I would be remiss if I didn’t say thank you to all of you who helped keep Ana’s (and my) spirits up throughout the last few days, as well as the harrowing weeks leading up to surgery. Thank you to Ana’s friends, especially, for your texts and messages through various social media, er, places (snapchat, instagram). It meant so much to Ana to be able to stay connected to you – and laugh, chat and feel included. She reached for her phone as soon as she woke up from anesthesia. You’re all awesome.

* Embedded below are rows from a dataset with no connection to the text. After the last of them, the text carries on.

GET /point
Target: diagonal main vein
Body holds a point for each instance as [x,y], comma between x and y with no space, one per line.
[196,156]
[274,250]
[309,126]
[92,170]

Thank you Randi, for your food and your friendship. Thank you Carol, for bringing groceries to my family. Each time I go in the kitchen and see another item from Adams, it makes me smile. Especially those black and white cookies…Thank you Janne, Amy, Stefan, Chloe and Layla for taking care of Emily (which enabled Jim to get some rest). Thank you for the messages of support on Facebook, the blog and Inspire. I rode the wave of your love and kindness and this helped me stay strong for Ana.
Last but definitely not least, thanks to Anne – the best night nurse in the history of ever. The kids at chony are lucky to have you.